March 21, 2011
9:00 a.m.-1:00 p.m.
Four Points Sheraton (1150 Wellington Road, South)
Mental health promotion builds on strengths, empowers individuals, families and communities, creating comprehensive support systems and environments in which positive mental health can thrive. There are a number of evidence-based and best practices mental health promotion programming and research to build from.
This workshop will profile two successful mental health promotion programs initiated at the Centre for Addiction and Mental Health (CAMH): Girls Talk and Strengthening Families for the Future (SFF) and relevant materials and tools to implement.
The Girls Talk program provides a safe place for young women to connect with each other and learn about depression, risk factors and coping skills in mental health. This evidence-based program helps young women develop self-awareness, coping strategies and critical thinking skills through artistic and recreational activities.
SFF is a best practice health promotion program for families with children between the ages of 7 and 11, who may be at risk for substance use problems, depression, violence, delinquency and school failure. The program is specifically designed to reduce risk factors, build individual resiliency, and enhance family protective factors.

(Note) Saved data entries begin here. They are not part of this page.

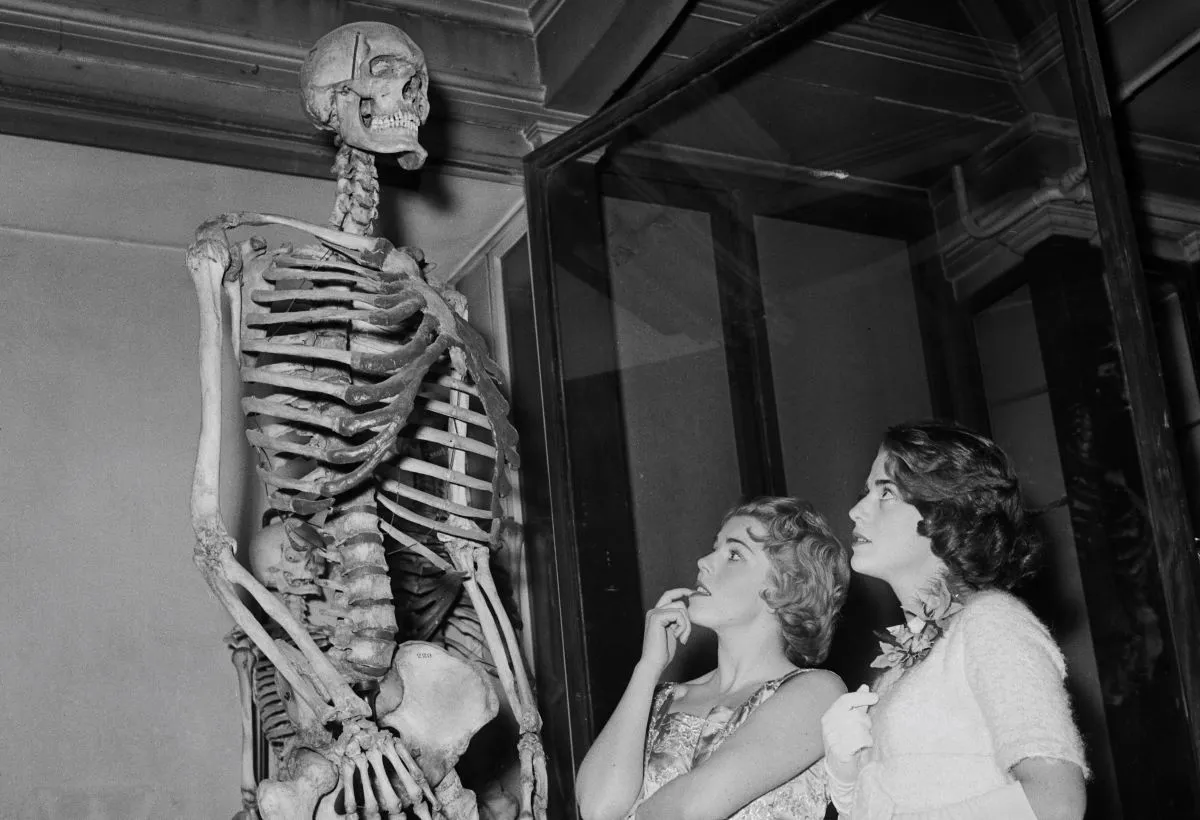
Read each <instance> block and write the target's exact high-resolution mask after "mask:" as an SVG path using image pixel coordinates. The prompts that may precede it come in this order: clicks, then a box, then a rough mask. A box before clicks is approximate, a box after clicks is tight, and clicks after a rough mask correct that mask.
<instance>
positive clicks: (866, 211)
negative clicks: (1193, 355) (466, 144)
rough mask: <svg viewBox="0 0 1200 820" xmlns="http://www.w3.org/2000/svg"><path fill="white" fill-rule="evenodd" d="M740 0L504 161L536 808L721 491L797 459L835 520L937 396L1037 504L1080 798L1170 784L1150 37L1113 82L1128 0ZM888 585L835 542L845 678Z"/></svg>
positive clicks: (1178, 337) (1180, 260)
mask: <svg viewBox="0 0 1200 820" xmlns="http://www.w3.org/2000/svg"><path fill="white" fill-rule="evenodd" d="M748 5H750V6H755V7H756V10H757V11H761V12H762V13H761V14H760V16H758V17H756V18H754V19H745V18H739V17H738V16H737V14H734V13H733V12H732V11H731V10H730V8H731V7H730V4H720V5H719V6H718V5H706V4H700V5H698V6H697V7H696V10H695V11H694V13H691V14H689V16H688V17H686V18H684V20H683V23H680V24H679V25H678V26H677V28H676V30H674V31H673V34H672V35H671V36H670V37H668V40H667V41H666V42H665V43H664V46H662V47H661V48H660V49H659V52H658V53H656V54H655V55H654V56H653V59H652V60H650V62H649V64H648V65H647V66H643V71H642V72H641V74H640V79H638V80H637V82H636V83H634V84H632V85H631V86H630V88H628V89H624V91H623V92H622V94H620V95H618V98H617V100H616V101H613V102H612V103H611V104H610V106H608V107H607V108H606V109H604V110H601V112H600V113H599V114H596V115H595V116H594V118H592V119H589V120H586V121H584V122H582V124H581V125H578V126H577V127H575V128H572V130H571V131H569V132H566V133H565V134H563V136H560V137H559V138H557V139H554V140H552V142H550V143H547V144H545V145H544V146H541V148H540V149H538V150H535V151H534V152H533V154H530V155H529V157H528V158H527V161H526V174H527V178H526V181H527V196H528V209H529V222H530V225H529V228H530V244H529V251H528V252H529V253H530V255H532V258H530V259H529V262H532V273H530V268H529V267H528V265H527V263H526V261H523V259H515V261H514V264H512V267H511V270H506V282H505V288H506V298H508V300H509V316H510V321H511V327H512V328H514V329H515V330H514V331H512V336H514V337H512V340H511V349H512V360H514V399H515V412H516V414H517V424H518V426H520V427H521V430H522V435H523V453H524V474H523V483H524V484H523V489H524V493H526V497H524V503H526V509H527V513H526V517H527V522H528V527H529V535H530V541H529V543H530V561H532V562H533V565H532V570H530V571H532V574H533V588H534V589H535V591H538V595H536V600H535V603H534V607H535V610H536V612H538V618H535V622H536V623H544V624H550V626H548V627H541V632H539V634H538V635H536V638H538V640H536V644H538V656H539V657H538V668H539V678H540V681H541V688H542V690H541V695H540V696H541V701H542V708H544V714H545V716H546V738H547V746H548V748H550V749H551V756H552V760H553V766H554V773H553V777H554V778H556V789H557V795H556V797H557V802H558V806H559V807H560V810H562V812H564V816H565V813H569V808H565V807H570V806H571V804H572V800H571V797H570V792H571V777H572V772H574V771H575V767H576V766H577V764H578V761H580V759H581V756H582V754H583V752H586V749H587V746H588V743H589V742H590V740H592V738H593V737H594V736H595V734H596V732H598V731H599V729H600V726H602V724H604V720H605V718H606V717H607V716H608V714H610V713H611V711H612V708H613V707H614V705H616V702H617V700H618V698H619V696H620V693H622V690H623V688H624V683H625V681H626V680H628V676H629V671H630V669H631V668H632V665H634V663H635V662H636V659H637V652H638V647H640V640H638V639H640V635H641V630H642V616H643V612H644V610H646V609H647V607H648V606H649V605H652V604H653V601H654V600H655V599H656V597H658V594H659V593H660V592H661V591H662V589H664V588H666V587H671V586H679V585H682V583H688V582H690V580H691V577H692V564H694V561H695V558H696V557H697V556H698V555H701V553H702V552H703V551H704V550H707V549H708V547H709V545H710V543H712V538H713V533H714V532H715V529H716V528H718V525H719V522H720V517H721V515H722V513H724V511H725V510H726V509H727V508H730V507H731V505H733V504H734V503H737V502H738V501H739V499H742V498H748V497H752V496H758V495H764V493H769V495H784V493H790V495H797V496H800V497H804V498H808V499H810V501H811V502H814V503H815V504H816V507H817V508H818V509H820V510H822V511H823V513H824V514H826V515H827V516H828V517H829V520H830V521H832V522H833V523H834V527H835V531H836V532H838V534H839V535H841V537H846V535H848V532H850V521H848V519H847V517H846V513H847V510H848V509H850V508H851V505H852V504H853V503H854V501H856V497H857V495H858V492H859V487H860V486H862V484H863V480H864V478H865V474H866V469H868V467H869V465H870V462H871V459H872V457H874V455H875V451H876V448H877V445H878V441H880V436H881V433H882V431H883V430H884V429H886V427H887V426H888V425H890V424H895V423H898V421H901V420H906V419H912V418H924V417H941V418H952V419H956V420H959V421H962V423H965V424H967V425H970V426H972V427H976V429H979V430H982V431H984V432H988V433H990V435H991V436H992V437H995V438H996V441H997V442H998V443H1000V444H1001V445H1002V447H1003V448H1004V449H1006V450H1008V451H1009V453H1010V454H1012V455H1013V457H1014V460H1015V461H1016V463H1018V468H1019V472H1020V473H1021V475H1022V479H1024V481H1025V485H1026V489H1027V493H1028V498H1027V503H1028V505H1030V507H1031V508H1033V509H1036V510H1037V511H1038V521H1039V528H1040V529H1042V532H1043V534H1044V537H1045V539H1046V541H1048V543H1049V545H1050V549H1049V550H1048V553H1049V555H1048V559H1046V564H1048V565H1046V571H1045V573H1043V575H1042V576H1040V580H1039V581H1038V582H1037V583H1036V585H1033V586H1031V587H1028V588H1026V589H1024V591H1022V593H1024V595H1025V598H1026V599H1027V600H1028V601H1030V603H1031V605H1032V606H1033V607H1034V610H1036V611H1037V612H1038V613H1039V615H1040V616H1042V617H1043V618H1044V620H1045V621H1046V622H1048V623H1049V624H1050V626H1051V629H1052V630H1054V634H1055V636H1056V639H1057V640H1058V641H1060V644H1061V646H1062V647H1063V651H1064V653H1066V656H1067V659H1068V665H1069V669H1070V677H1069V688H1070V693H1072V696H1073V701H1074V705H1075V708H1076V711H1078V720H1079V723H1080V725H1081V728H1082V730H1084V734H1085V736H1086V741H1087V746H1088V755H1090V760H1091V764H1092V766H1093V770H1094V773H1096V774H1094V778H1093V780H1092V783H1091V785H1090V790H1091V791H1090V807H1091V810H1090V814H1088V816H1093V818H1108V816H1112V818H1118V816H1192V815H1193V814H1195V813H1196V812H1198V810H1200V802H1198V797H1196V794H1195V788H1196V783H1198V780H1196V772H1198V768H1196V754H1198V749H1200V740H1198V738H1200V726H1198V724H1196V722H1195V720H1194V719H1192V720H1189V717H1188V716H1192V714H1195V710H1196V708H1198V707H1200V696H1198V695H1200V690H1198V687H1200V665H1198V664H1200V658H1198V657H1196V654H1195V651H1196V650H1195V647H1196V646H1200V644H1198V638H1200V633H1198V627H1200V620H1198V609H1196V598H1198V597H1196V594H1195V593H1196V586H1195V585H1196V574H1195V571H1196V567H1195V550H1194V544H1193V535H1192V533H1193V511H1194V510H1195V509H1196V503H1195V496H1196V490H1195V478H1194V477H1195V475H1196V472H1198V471H1196V467H1198V465H1200V461H1198V459H1196V453H1198V448H1196V444H1195V438H1196V432H1195V430H1196V425H1198V420H1200V402H1198V399H1196V364H1195V359H1194V358H1193V351H1194V349H1195V345H1196V342H1198V339H1200V337H1198V336H1196V318H1198V315H1196V300H1195V291H1194V286H1193V285H1192V271H1193V267H1192V265H1193V262H1192V259H1193V258H1194V257H1193V256H1192V251H1190V243H1192V239H1190V235H1192V232H1193V231H1194V225H1195V223H1200V219H1198V215H1196V211H1195V205H1194V204H1188V205H1187V207H1186V208H1184V207H1183V205H1178V196H1180V191H1181V188H1183V187H1186V181H1184V179H1183V176H1184V175H1187V174H1193V173H1195V172H1194V170H1193V168H1192V167H1190V166H1188V167H1187V168H1182V166H1180V164H1178V163H1176V164H1175V166H1172V164H1171V160H1170V157H1169V151H1166V150H1165V148H1164V149H1163V150H1159V151H1156V150H1150V149H1146V144H1145V140H1142V144H1140V145H1139V150H1138V151H1136V152H1134V154H1128V155H1127V156H1126V158H1124V161H1123V160H1122V156H1121V151H1122V150H1126V149H1128V148H1129V145H1130V139H1129V133H1128V131H1126V130H1123V128H1124V126H1122V127H1121V128H1117V127H1115V125H1114V114H1112V112H1114V107H1120V104H1121V103H1122V102H1123V101H1124V100H1127V98H1130V97H1132V96H1134V95H1135V94H1138V92H1139V91H1140V90H1141V89H1142V88H1145V86H1146V85H1147V84H1150V83H1152V82H1153V80H1156V79H1157V77H1158V73H1162V71H1163V68H1164V66H1160V65H1159V66H1158V68H1157V72H1158V73H1156V68H1154V64H1151V62H1150V61H1144V64H1145V65H1147V66H1148V67H1147V68H1146V71H1145V72H1142V73H1141V74H1138V76H1133V74H1129V71H1127V72H1126V73H1127V74H1129V76H1128V77H1127V78H1126V82H1124V83H1122V84H1114V88H1112V89H1111V90H1109V89H1106V86H1105V83H1104V72H1103V68H1102V65H1103V64H1102V62H1100V55H1102V53H1103V48H1100V47H1099V44H1098V43H1099V41H1098V40H1097V36H1096V32H1097V31H1100V32H1103V31H1104V30H1105V26H1106V25H1108V24H1109V23H1110V22H1111V20H1112V18H1114V17H1115V16H1116V14H1117V13H1120V12H1121V11H1123V10H1117V8H1116V6H1120V5H1121V4H1111V2H1110V4H1099V5H1094V4H1093V5H1090V4H1087V2H1086V1H1085V0H1057V2H1055V1H1054V0H1038V1H1037V2H1032V1H1030V2H1020V1H1016V2H1004V1H1002V0H996V2H971V4H956V2H928V1H926V0H892V1H889V2H883V4H874V5H872V6H871V7H864V6H863V4H857V5H856V4H854V2H848V1H847V2H833V1H830V0H826V1H823V2H822V1H817V0H791V1H787V2H780V4H774V5H764V4H748ZM1093 6H1096V8H1098V10H1099V11H1098V13H1097V16H1096V19H1093V16H1092V14H1093ZM1177 34H1178V32H1176V35H1177ZM1168 40H1174V38H1171V37H1168ZM1105 42H1106V41H1105ZM1139 70H1140V66H1139ZM1110 82H1111V80H1110ZM1110 100H1112V102H1110ZM1116 110H1117V113H1118V114H1120V113H1121V109H1120V108H1116ZM1172 167H1174V168H1175V170H1174V172H1172V170H1171V168H1172ZM1188 179H1190V176H1188ZM1127 180H1128V181H1127ZM1130 193H1133V197H1130V196H1129V194H1130ZM1170 197H1176V198H1175V199H1170V202H1171V203H1175V205H1172V207H1176V205H1177V208H1176V210H1174V211H1170V208H1168V205H1165V204H1163V203H1164V202H1166V200H1168V199H1169V198H1170ZM1168 211H1170V214H1168ZM1184 211H1186V214H1184ZM514 252H515V253H524V252H526V251H524V249H516V250H515V251H514ZM517 329H518V330H517ZM1164 420H1166V421H1168V423H1166V424H1164ZM1189 487H1190V490H1189ZM899 620H900V611H899V607H898V606H896V603H895V600H894V598H892V597H890V592H889V591H888V589H887V587H884V586H882V585H880V583H877V582H872V581H870V580H869V579H863V577H856V580H854V583H853V586H852V591H851V597H850V603H848V604H847V606H846V609H845V618H844V622H842V626H841V628H840V630H839V634H838V636H836V639H835V642H834V650H833V653H832V656H830V658H829V662H828V663H829V665H830V666H832V668H833V669H834V670H836V671H838V672H839V674H841V676H842V677H844V680H845V681H846V683H847V684H848V686H850V687H852V688H853V687H856V686H857V684H858V683H859V682H863V681H865V680H868V677H869V672H870V670H869V668H868V663H869V660H870V658H871V657H872V656H874V653H875V652H876V650H877V647H876V644H875V639H874V638H872V635H871V630H872V629H877V628H880V627H883V626H887V624H889V623H894V622H896V621H899ZM710 652H712V647H710V646H706V645H704V644H703V642H702V641H700V642H692V644H690V645H689V646H688V647H686V650H685V651H682V652H680V653H679V656H678V657H677V658H676V660H674V662H673V664H672V668H671V669H670V670H668V674H670V675H673V676H676V678H677V680H683V678H685V676H688V675H689V674H694V671H695V670H696V669H698V666H697V664H702V663H706V660H704V659H706V657H707V654H706V653H710ZM708 663H709V664H710V663H712V662H710V659H709V660H708Z"/></svg>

The program accomplishes this through its unique elements including three separate programs for the child, parent and combined family, and a communal meal.
- Learn about two examples evidence-based/best practice mental health programs
- Understand the elements and principles integral to mental health promotion programming
- Explore ways to integrate other key priority areas (healthy eating, physical activity, etc.) within mental health promotion programming
Mark Erdelyan is a program consultant at the Centre for Addiction and Mental Health (CAMH), in the South Western region. Cheryl Vrkljan is a program consultant with CAMH, in the West Central region.